"La daronne" - Hannelore Cayre
Mélange des genres.
Il y a eu au départ un léger malentendu. Ayant repéré ce titre suite à de nombreux billets positifs lus en diagonale, je l'imaginais sombre et sérieux, vous immergeant dans une ambiance glauque et anxiogène...
Certains éléments d'un roman noir sont d'ailleurs bien là. Il y a d'abord cette héroïne -la "daronne", donc-, singulière et ma foi assez peu attachante, prénommée Patience par des parents déçus d'avoir une fille après une gestation pourtant interminable (puisqu'elle aura dépassé le terme d'un bon mois), et qui ne lui ont jamais manifesté la moindre affection...
Maintenant âgée de cinquante-trois ans, veuve depuis longtemps suite au décès brutal, après sept ans de mariage, de l'unique homme qu'elle aura aimé, elle vit seule, ses deux filles adultes, qu'elle a élevées dans la crainte hystérique de la déchéance sociale, ayant quitté le foyer.

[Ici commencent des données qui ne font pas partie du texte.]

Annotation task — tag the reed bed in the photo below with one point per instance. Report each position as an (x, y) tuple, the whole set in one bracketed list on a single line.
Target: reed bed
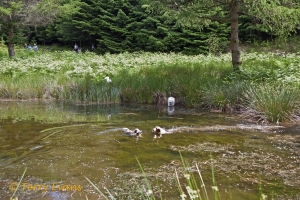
[(202, 81)]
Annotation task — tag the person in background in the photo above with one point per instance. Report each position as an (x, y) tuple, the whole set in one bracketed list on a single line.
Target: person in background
[(76, 47), (35, 48)]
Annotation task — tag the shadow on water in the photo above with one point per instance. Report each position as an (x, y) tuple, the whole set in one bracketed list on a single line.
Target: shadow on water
[(61, 144)]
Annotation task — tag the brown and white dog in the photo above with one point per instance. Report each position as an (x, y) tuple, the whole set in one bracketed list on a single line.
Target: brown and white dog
[(158, 131), (133, 133)]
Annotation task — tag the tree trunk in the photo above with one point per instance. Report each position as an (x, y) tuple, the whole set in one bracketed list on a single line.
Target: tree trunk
[(11, 49), (234, 39)]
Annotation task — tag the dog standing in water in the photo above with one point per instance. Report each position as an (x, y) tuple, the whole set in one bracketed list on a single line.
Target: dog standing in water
[(133, 133)]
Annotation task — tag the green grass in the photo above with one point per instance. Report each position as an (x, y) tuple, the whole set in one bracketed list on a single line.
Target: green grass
[(149, 78)]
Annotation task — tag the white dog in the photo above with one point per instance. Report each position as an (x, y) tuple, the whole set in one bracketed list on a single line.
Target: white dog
[(133, 133), (158, 131)]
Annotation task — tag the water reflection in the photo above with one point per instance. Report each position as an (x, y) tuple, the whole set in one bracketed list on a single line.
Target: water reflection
[(61, 143)]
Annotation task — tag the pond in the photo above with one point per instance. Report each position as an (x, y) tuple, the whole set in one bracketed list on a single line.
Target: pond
[(61, 144)]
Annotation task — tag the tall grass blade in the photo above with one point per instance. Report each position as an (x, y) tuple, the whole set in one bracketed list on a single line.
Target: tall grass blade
[(18, 184)]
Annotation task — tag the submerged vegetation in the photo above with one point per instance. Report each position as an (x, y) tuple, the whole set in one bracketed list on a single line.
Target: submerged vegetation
[(265, 88)]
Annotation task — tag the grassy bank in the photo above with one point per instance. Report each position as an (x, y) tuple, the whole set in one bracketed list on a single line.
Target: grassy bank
[(266, 88)]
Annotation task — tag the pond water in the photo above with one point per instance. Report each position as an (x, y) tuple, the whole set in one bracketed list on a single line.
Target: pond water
[(59, 144)]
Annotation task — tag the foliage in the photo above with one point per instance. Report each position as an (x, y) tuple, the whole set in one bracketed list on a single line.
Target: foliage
[(204, 81)]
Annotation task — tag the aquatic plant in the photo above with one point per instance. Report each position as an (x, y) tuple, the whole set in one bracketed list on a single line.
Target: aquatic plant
[(274, 103)]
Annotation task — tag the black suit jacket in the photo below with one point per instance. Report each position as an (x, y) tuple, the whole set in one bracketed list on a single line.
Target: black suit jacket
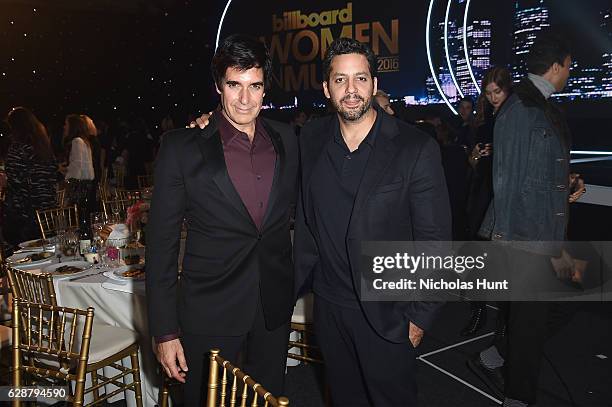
[(402, 197), (228, 262)]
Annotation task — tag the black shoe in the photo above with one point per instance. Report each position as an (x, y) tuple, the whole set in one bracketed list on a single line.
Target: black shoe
[(493, 378), (477, 321)]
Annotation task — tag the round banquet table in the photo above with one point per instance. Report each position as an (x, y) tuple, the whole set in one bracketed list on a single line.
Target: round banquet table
[(121, 305)]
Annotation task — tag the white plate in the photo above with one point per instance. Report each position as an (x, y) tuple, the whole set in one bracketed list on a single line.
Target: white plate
[(85, 266), (35, 244), (118, 273), (17, 259)]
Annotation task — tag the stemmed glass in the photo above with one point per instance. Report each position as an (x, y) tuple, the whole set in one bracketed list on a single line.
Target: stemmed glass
[(72, 241), (60, 238), (116, 210)]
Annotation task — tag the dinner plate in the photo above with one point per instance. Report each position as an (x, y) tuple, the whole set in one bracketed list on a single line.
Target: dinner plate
[(82, 265), (120, 273), (37, 244), (25, 259)]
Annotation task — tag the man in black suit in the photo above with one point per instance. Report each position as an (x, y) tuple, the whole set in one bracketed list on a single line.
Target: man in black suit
[(232, 184), (365, 176)]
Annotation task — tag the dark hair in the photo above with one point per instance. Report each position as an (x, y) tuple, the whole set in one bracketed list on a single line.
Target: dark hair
[(467, 99), (498, 75), (243, 53), (27, 129), (342, 46), (549, 47)]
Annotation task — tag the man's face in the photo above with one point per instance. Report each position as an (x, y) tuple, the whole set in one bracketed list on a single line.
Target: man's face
[(242, 94), (465, 110), (350, 87), (385, 104), (562, 73)]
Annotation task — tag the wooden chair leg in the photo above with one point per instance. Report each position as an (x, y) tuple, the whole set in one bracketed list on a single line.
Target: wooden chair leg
[(94, 383), (136, 377), (305, 341)]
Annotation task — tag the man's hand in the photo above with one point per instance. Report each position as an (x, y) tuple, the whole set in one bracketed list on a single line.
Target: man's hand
[(201, 121), (168, 353), (577, 188), (415, 334)]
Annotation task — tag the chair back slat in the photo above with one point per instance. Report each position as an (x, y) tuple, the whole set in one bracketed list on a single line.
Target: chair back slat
[(40, 352), (32, 287), (130, 195), (61, 195), (257, 390)]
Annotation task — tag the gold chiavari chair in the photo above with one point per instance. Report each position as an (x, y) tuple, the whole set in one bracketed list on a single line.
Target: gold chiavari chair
[(32, 287), (132, 195), (5, 331), (51, 221), (117, 207), (42, 352), (301, 328), (145, 181), (61, 195), (218, 394)]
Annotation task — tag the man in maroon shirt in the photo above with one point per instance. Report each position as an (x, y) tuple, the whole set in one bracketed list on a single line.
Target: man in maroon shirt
[(233, 183)]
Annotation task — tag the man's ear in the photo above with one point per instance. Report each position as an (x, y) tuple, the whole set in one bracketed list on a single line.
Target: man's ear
[(326, 90)]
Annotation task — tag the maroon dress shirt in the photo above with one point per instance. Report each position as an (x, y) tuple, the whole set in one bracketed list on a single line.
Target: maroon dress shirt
[(251, 169)]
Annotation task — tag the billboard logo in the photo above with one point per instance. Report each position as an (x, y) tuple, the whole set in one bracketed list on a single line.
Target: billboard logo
[(295, 20)]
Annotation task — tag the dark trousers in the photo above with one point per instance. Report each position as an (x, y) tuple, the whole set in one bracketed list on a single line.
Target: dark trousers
[(529, 325), (263, 356), (362, 368)]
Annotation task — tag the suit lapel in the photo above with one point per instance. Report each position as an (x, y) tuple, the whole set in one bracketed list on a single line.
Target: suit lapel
[(214, 159), (279, 169), (312, 149), (379, 161)]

Patience a hérité de ses parents -une mère juive autrichienne et un père pied-noir de Tunisie- le sens de la débrouille et surtout le goût de l'argent, dont on ne pouvait profiter avec ostentation que lors des vacances passées dans une luxueuse résidence suisse, à écumer les boutiques pour milliardaires, la fortune des Portefeux s'étant bâtie de manière frauduleuse, à coups d'affaires véreuses menées sur le dos des pays sous-développés...

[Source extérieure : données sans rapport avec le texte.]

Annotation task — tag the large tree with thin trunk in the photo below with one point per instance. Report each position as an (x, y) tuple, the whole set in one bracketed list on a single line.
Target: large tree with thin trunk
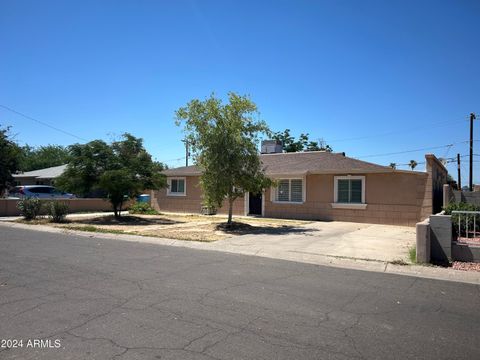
[(118, 171), (10, 157), (224, 139)]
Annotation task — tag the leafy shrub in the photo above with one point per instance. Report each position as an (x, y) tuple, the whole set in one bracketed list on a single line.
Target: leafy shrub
[(29, 208), (57, 210), (142, 208), (462, 206)]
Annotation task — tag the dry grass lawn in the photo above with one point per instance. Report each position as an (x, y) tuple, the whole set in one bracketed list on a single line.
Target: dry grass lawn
[(181, 226)]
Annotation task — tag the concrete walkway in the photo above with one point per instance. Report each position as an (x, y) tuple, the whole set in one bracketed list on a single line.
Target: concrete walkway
[(69, 216), (265, 248)]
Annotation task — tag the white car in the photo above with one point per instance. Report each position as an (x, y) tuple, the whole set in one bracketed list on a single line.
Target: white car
[(38, 191)]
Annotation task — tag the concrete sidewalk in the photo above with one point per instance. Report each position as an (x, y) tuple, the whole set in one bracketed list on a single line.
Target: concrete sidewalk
[(246, 247), (69, 216)]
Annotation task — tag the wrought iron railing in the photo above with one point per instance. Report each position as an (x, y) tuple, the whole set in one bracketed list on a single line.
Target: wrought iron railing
[(466, 223)]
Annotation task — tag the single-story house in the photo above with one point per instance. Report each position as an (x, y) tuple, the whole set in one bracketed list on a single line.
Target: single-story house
[(45, 176), (320, 185)]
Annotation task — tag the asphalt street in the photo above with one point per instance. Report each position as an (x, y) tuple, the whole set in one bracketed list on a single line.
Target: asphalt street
[(80, 297)]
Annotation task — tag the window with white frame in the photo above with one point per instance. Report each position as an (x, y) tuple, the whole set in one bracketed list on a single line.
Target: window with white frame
[(176, 186), (350, 189), (289, 190)]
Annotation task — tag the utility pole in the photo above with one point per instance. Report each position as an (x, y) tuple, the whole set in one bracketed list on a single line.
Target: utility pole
[(187, 151), (459, 175), (470, 183)]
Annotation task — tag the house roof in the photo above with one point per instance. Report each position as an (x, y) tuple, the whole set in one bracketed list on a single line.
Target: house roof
[(48, 173), (301, 163)]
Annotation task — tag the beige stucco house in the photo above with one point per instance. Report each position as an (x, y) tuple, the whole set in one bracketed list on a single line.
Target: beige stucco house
[(322, 186)]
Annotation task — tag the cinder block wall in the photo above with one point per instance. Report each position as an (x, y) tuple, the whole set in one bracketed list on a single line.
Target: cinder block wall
[(8, 207)]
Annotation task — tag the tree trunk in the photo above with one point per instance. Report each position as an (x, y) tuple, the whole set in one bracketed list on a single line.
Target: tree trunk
[(120, 209), (230, 210), (115, 211)]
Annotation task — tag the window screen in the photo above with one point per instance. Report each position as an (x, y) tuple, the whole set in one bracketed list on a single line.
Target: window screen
[(289, 190), (283, 190)]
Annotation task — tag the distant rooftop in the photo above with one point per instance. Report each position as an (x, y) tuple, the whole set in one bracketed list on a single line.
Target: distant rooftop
[(48, 173)]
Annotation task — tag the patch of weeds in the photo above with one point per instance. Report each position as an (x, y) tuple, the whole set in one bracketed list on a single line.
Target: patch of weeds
[(91, 228), (412, 254)]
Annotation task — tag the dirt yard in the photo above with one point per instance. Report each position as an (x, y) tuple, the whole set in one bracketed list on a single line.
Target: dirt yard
[(183, 226)]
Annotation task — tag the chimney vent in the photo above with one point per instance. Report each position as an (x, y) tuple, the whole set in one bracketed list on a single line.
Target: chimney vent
[(271, 147)]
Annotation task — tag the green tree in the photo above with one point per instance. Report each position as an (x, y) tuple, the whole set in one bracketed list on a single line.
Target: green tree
[(224, 140), (10, 156), (34, 158), (119, 171), (291, 144)]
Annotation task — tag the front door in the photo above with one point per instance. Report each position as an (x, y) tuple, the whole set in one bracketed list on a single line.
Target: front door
[(255, 204)]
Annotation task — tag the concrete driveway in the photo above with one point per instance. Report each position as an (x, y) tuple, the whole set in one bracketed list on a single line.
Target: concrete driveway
[(383, 243)]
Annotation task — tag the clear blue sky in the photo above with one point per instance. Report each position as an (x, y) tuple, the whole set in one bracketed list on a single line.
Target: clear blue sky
[(335, 69)]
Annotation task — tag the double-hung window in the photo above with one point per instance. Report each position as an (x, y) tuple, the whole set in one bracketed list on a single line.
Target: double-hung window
[(176, 186), (350, 190), (289, 190)]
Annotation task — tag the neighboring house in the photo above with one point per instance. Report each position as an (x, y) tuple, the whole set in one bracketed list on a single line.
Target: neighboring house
[(320, 185), (39, 177)]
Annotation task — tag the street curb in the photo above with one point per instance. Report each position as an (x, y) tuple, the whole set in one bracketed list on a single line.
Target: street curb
[(422, 271)]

Patience a hérité de ses parents -une mère juive autrichienne et un père pied-noir de Tunisie- le sens de la débrouille et surtout le goût de l'argent, dont on ne pouvait profiter avec ostentation que lors des vacances passées dans une luxueuse résidence suisse, à écumer les boutiques pour milliardaires, la fortune des Portefeux s'étant bâtie de manière frauduleuse, à coups d'affaires véreuses menées sur le dos des pays sous-développés...
"Comme tous ceux de leur espèce, ils n'avaient pas eu beaucoup le choix. Se précipiter sur n'importe quel argent, accepter n'importe quelles conditions de travail ou alors magouiller à outrance en s'appuyant sur une communauté de gens comme eux ... ils n'avaient pas réfléchi longtemps. »Après le décès du père, la fortune familiale a fait long feu, dilapidée par une mère sénile et moribonde placée en établissement spécialisé. Notre héroïne vit, plutôt modestement, de son travail de traductrice-interprète judiciaire (elle maîtrise parfaitement l'arabe) qu'elle ne pratique plus avec la passion du début : l'administration la paie au noir, et elle a compris depuis belle lurette qu'elle est considérée comme un mal nécessaire par une justice qui se fout des prévenus.
Sa vision du monde, caractérisée par un extrême pragmatisme et un cynisme qui s'étend à l'ensemble d'une société qu'elle juge raciste et paranoïaque, gangrenée par la bêtise et la violence, participe grandement à exhausser la tonalité noire du récit. Il faut dire que son métier interdit toute propension à l'angélisme... et que sa propre vie, morne et déprimante, est vide de plaisirs comme de perspectives.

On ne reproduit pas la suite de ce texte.